Brûlée de soleil, la steppe jaunie s’échappe aux quatre coins de l’horizon. Le globe entier prend des aspects de vieille peau fripée, ridée par des rivières depuis longtemps asséchées. Le râle du vent siffle contre les tympans, fouette mon visage et les sangles des sacoches. Le pneumatiques collent au goudron de cette route déserte. Face au vent, je fais corps avec ma bicyclette comme l’Ukrainien et le lard ou le Russe et la vodka.

En filigrane, je me love et calfeutre ma yourte intérieure de pensée et de rêves pour échapper aux bordées tenaces que me flanque le vent.

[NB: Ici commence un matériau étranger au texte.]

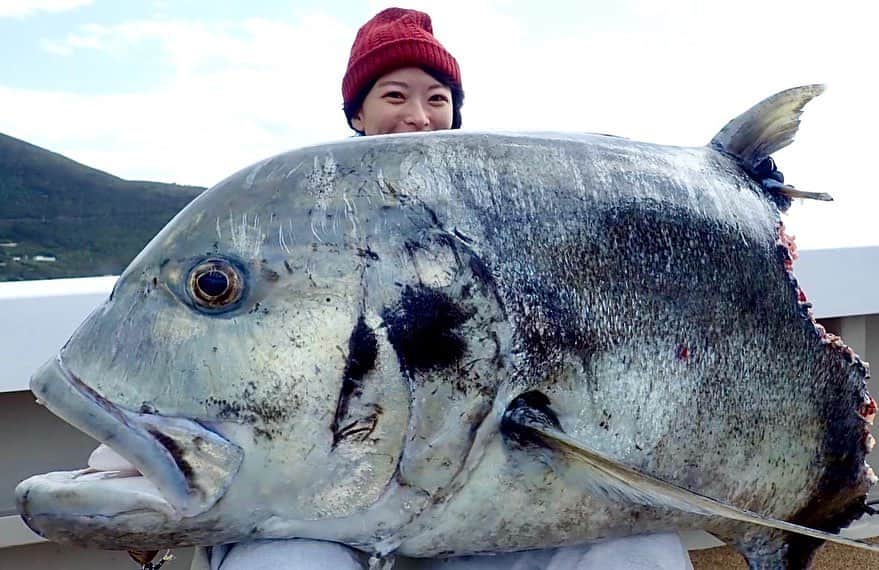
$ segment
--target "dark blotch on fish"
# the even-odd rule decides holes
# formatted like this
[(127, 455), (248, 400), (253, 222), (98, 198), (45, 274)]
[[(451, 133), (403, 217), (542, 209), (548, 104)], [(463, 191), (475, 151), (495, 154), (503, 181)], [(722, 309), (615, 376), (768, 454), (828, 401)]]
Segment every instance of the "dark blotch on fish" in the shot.
[(378, 254), (376, 252), (372, 251), (371, 249), (369, 249), (368, 247), (367, 248), (358, 247), (357, 248), (357, 255), (360, 257), (363, 257), (365, 259), (371, 259), (372, 261), (379, 260)]
[(264, 391), (257, 391), (255, 382), (248, 382), (236, 400), (218, 399), (213, 396), (204, 404), (216, 408), (222, 419), (246, 422), (253, 425), (254, 433), (272, 439), (277, 425), (282, 424), (299, 408), (299, 396), (291, 394), (289, 387), (276, 382)]
[(549, 398), (536, 390), (520, 394), (510, 402), (501, 418), (501, 433), (521, 446), (546, 447), (544, 440), (529, 429), (532, 425), (562, 429)]
[(348, 359), (345, 362), (345, 380), (359, 383), (375, 366), (378, 357), (378, 341), (375, 332), (366, 324), (363, 316), (357, 319), (348, 338)]
[(474, 312), (462, 308), (441, 291), (407, 285), (399, 303), (382, 311), (382, 319), (400, 366), (412, 372), (457, 362), (467, 343), (455, 329)]
[(158, 442), (161, 443), (162, 446), (168, 450), (168, 453), (171, 454), (171, 457), (174, 459), (174, 463), (176, 463), (177, 467), (180, 468), (180, 471), (183, 472), (186, 480), (192, 481), (193, 477), (195, 476), (195, 472), (193, 471), (192, 466), (189, 464), (189, 462), (183, 459), (183, 450), (180, 449), (180, 446), (177, 444), (177, 442), (167, 435), (155, 430), (150, 430), (150, 435), (156, 438)]
[(336, 405), (336, 414), (333, 418), (333, 447), (350, 433), (343, 427), (350, 425), (348, 418), (350, 400), (361, 394), (363, 377), (375, 367), (376, 358), (378, 358), (378, 341), (375, 332), (361, 315), (351, 331), (351, 336), (348, 337), (348, 358), (345, 362), (342, 389), (339, 391), (339, 403)]

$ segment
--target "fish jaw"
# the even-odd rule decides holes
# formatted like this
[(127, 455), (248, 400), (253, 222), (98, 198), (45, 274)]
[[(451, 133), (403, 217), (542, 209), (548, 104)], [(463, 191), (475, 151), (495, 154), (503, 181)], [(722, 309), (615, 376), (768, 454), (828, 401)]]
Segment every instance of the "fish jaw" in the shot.
[[(51, 412), (122, 460), (115, 469), (36, 475), (16, 487), (25, 522), (53, 540), (76, 541), (99, 519), (98, 525), (112, 528), (108, 518), (114, 517), (131, 519), (123, 525), (128, 532), (138, 526), (186, 527), (186, 519), (204, 518), (224, 496), (244, 458), (240, 447), (195, 421), (114, 405), (60, 358), (43, 365), (30, 387)], [(113, 538), (108, 541), (118, 547)]]

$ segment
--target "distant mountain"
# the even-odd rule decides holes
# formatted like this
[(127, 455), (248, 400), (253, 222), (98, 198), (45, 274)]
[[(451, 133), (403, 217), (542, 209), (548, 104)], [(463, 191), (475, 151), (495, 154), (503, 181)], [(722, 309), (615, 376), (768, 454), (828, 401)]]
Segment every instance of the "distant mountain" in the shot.
[(118, 275), (203, 190), (123, 180), (0, 134), (0, 281)]

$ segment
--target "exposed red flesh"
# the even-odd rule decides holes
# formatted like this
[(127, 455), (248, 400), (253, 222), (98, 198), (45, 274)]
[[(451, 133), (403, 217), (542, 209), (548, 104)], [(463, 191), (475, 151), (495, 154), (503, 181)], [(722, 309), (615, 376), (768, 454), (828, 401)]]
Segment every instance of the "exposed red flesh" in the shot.
[[(806, 298), (806, 294), (803, 292), (802, 288), (800, 288), (800, 285), (797, 282), (796, 277), (794, 276), (794, 272), (793, 272), (794, 261), (798, 257), (797, 246), (794, 241), (794, 237), (789, 236), (784, 231), (784, 224), (781, 222), (779, 222), (779, 224), (778, 224), (778, 244), (783, 246), (787, 252), (787, 255), (785, 255), (785, 258), (784, 258), (784, 268), (787, 271), (788, 275), (790, 276), (791, 282), (793, 284), (795, 284), (795, 286), (796, 286), (797, 301), (799, 302), (800, 309), (802, 310), (803, 315), (806, 318), (808, 318), (809, 321), (811, 321), (812, 326), (815, 327), (815, 332), (818, 333), (818, 337), (821, 339), (821, 342), (823, 344), (829, 346), (829, 348), (831, 350), (838, 351), (840, 354), (842, 354), (843, 358), (845, 358), (845, 360), (847, 362), (852, 363), (852, 364), (857, 364), (857, 365), (865, 368), (865, 365), (861, 361), (860, 357), (855, 353), (854, 350), (852, 350), (852, 348), (850, 346), (846, 345), (845, 342), (843, 342), (841, 337), (839, 337), (838, 335), (835, 335), (833, 333), (827, 332), (827, 330), (823, 326), (821, 326), (820, 324), (818, 324), (817, 321), (815, 321), (815, 316), (812, 313), (812, 308), (811, 308), (812, 305), (811, 305), (811, 303), (808, 302), (808, 300)], [(869, 375), (867, 377), (869, 377)], [(865, 396), (866, 396), (867, 400), (865, 400), (864, 402), (861, 403), (861, 405), (859, 406), (859, 408), (857, 410), (857, 413), (862, 418), (864, 418), (864, 421), (867, 424), (864, 426), (864, 436), (862, 439), (862, 445), (863, 445), (863, 448), (866, 451), (866, 453), (870, 453), (870, 451), (873, 449), (873, 445), (875, 444), (875, 440), (873, 439), (873, 436), (869, 432), (868, 425), (872, 426), (873, 421), (876, 418), (876, 401), (873, 399), (872, 396), (870, 396), (867, 393), (865, 393)], [(876, 480), (876, 477), (873, 474), (873, 470), (868, 465), (866, 465), (866, 463), (864, 464), (864, 467), (865, 467), (865, 477), (872, 484)]]

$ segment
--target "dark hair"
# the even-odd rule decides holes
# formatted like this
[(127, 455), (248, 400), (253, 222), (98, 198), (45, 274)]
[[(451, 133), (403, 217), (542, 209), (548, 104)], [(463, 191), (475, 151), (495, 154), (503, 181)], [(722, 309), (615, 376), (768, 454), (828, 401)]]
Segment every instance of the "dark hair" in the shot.
[[(461, 128), (461, 107), (464, 106), (464, 90), (461, 89), (461, 86), (455, 83), (451, 77), (442, 73), (441, 71), (435, 71), (433, 69), (424, 69), (425, 73), (445, 85), (452, 92), (452, 128), (460, 129)], [(354, 118), (360, 108), (363, 107), (363, 102), (366, 100), (366, 96), (369, 95), (369, 92), (372, 91), (372, 88), (375, 86), (376, 81), (379, 78), (376, 77), (375, 80), (366, 84), (363, 89), (357, 93), (357, 96), (354, 97), (350, 102), (345, 103), (342, 106), (342, 110), (345, 112), (345, 118), (348, 120), (348, 126), (351, 127), (358, 135), (363, 135), (363, 131), (358, 131), (354, 128), (354, 125), (351, 124), (351, 120)]]

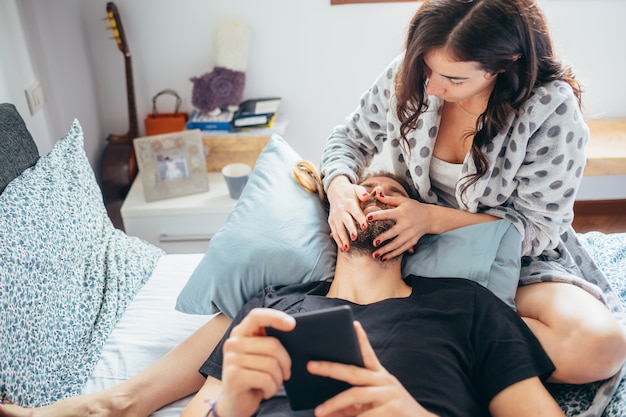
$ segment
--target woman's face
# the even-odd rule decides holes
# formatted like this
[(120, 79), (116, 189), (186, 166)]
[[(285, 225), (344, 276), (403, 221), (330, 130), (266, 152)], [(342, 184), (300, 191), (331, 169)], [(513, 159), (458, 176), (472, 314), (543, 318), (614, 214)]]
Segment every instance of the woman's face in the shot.
[(474, 61), (457, 61), (445, 49), (424, 55), (426, 92), (442, 100), (457, 102), (472, 97), (488, 98), (496, 75), (480, 68)]

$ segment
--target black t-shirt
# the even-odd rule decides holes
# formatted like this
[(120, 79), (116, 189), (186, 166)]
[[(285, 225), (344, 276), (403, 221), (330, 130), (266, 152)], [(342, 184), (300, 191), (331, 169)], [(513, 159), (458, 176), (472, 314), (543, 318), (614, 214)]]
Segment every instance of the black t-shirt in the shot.
[[(554, 371), (526, 324), (489, 290), (457, 278), (411, 277), (409, 282), (409, 297), (368, 305), (325, 297), (329, 282), (269, 287), (246, 304), (232, 326), (255, 307), (293, 314), (348, 304), (385, 369), (440, 416), (489, 416), (489, 402), (504, 388)], [(221, 378), (225, 338), (200, 369), (203, 375)], [(292, 411), (281, 389), (257, 415), (313, 413)]]

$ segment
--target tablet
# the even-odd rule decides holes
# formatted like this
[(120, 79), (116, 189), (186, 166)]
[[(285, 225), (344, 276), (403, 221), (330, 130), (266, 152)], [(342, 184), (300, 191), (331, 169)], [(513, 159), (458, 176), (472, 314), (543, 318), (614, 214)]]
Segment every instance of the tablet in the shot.
[(315, 408), (327, 399), (350, 388), (343, 381), (312, 375), (307, 362), (322, 360), (363, 366), (361, 350), (354, 331), (352, 309), (348, 305), (294, 314), (296, 327), (291, 332), (266, 328), (291, 356), (291, 378), (285, 391), (292, 410)]

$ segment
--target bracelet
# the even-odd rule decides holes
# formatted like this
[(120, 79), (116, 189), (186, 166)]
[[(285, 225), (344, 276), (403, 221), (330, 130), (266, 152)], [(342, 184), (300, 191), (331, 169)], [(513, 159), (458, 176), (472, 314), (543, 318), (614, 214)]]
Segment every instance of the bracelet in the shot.
[(220, 400), (220, 397), (222, 396), (222, 393), (220, 392), (219, 394), (217, 394), (217, 397), (215, 397), (214, 400), (209, 401), (211, 403), (211, 408), (209, 408), (209, 411), (207, 411), (207, 413), (204, 415), (204, 417), (220, 417), (219, 414), (217, 414), (217, 402)]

Né pour ainsi dire au pied des Alpes, cette steppe me donne le vertige horizontal: aucun repère, ni un arbre, ni une ondulation de la terre. Je m’extirpe de cette torpeur par des soupes d’orge où flottent des ronds de graisse, ou les morceaux de pain sont aussi durs que la pierre: les restaurant d’Etat semblent eux-mêmes emportés par le coup de vent de la steppe. Deux à trois jours de ce régime qui balaie tout sur son passage me propulsent hors du monde – au-delà dans un état d’étourdissement proche de l’ébriété.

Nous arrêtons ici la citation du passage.